Sternlicht’s Starwood Capital Group made the latest move in what has become a monthslong saga to buy industrial giant Monmouth Real Estate Investment Corporation out from under Sam Zell’s Equity Commonwealth (EQC). If accepted, Starwood’s new proposal would offer $19.93 per share and, after Monmouth covers EQC’s $72 million termination fee, would provide Monmouth shareholders with a net of $19.20 per share.
Starwood’s first unsolicited offer made waves at $18.70 per share, which the company raised to $18.88 in July. Although Monmouth declined that proposal, standing by EQC, Starwood’s recent offer is a continuation of that pitch — only with higher value. The latest effort has also retained the original 100 percent cash offer. For comparison, EQC is slated to cover 35 percent of the deal in cash.

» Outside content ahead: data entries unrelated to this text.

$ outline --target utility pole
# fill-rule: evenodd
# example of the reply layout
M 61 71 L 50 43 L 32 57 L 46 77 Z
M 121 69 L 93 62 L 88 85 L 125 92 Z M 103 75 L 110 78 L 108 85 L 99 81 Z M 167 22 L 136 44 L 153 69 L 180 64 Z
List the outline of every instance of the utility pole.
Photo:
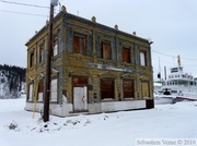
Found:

“Our increased all-cash offer is superior to EQC’s revised proposal given the higher certain value that is not exposed to market risk or dependent upon unproven execution,” Starwood Managing Director Ethan Bing said in a statement. “The EQC offer requires Monmouth shareholders to forgo the certainty of our higher cash offer in exchange for speculative value creation from a merged entity with no synergies and no obvious competitive advantages in the highly competitive industrial sector where EQC has not actively participated.”
In May, EQC agreed to pay $3.4 billion in an all-stock deal in Monmouth. The current arrangement stands with EQC slated to pay $19 per share, though that deal has been met with its own share of criticism. Earlier this week, EQC slightly increased its bid, but the Monmouth board increased the EQC termination fee by $10 million, resulting in backlash.
“The Monmouth board’s decision to increase the termination fee for EQC, without having engaged in a single conversation with a committed all-cash bidder already at a significant premium to EQC, is yet another disappointing breach of faith to its shareholders — a clear effort to protect EQC from competing bidders willing to offer superior and more certain value to Monmouth shareholders,” Bing said. “In contrast, Starwood has not raised its termination fee in connection with its revised offer.”
Beyond Starwood, other parties have pushed back against Monmouth’s relationship with EQC, pointing to EQC’s limited industrial real estate experience as well as uncertainty surrounding the value of Monomouth’s shares. On Aug. 6, Institutional Shareholder Services (ISS) issued a report urging against the EQC-Monmouth merger, concluding that “there remains substantial uncertainty that the combined company will be able to execute on the post-transaction opportunities touted by [Monmouth]’s board.”
Monmouth shareholders will vote on the proposed EQC merger at the end of the month, and it would require two-thirds of the vote against it to fail, according to a Starwood spokesperson.
But, Starwood and ISS aren’t the only ones against the deal. On Tuesday, Monmouth investor Blackwells Capital — which, like Starwood, failed to acquire Monmouth earlier this year — announced similar opposition to EQC’s stake in the company.
At this time, Starwood has urged Monmouth to declare its offer superior to EQC’s and jump on board with the proposal as quickly as possible. Monmouth’s board is currently assessing the enhanced offer and has yet to decide on an action, according to a statement from Monmouth.
A spokesperson for EQC did not immediately respond to a request for comment.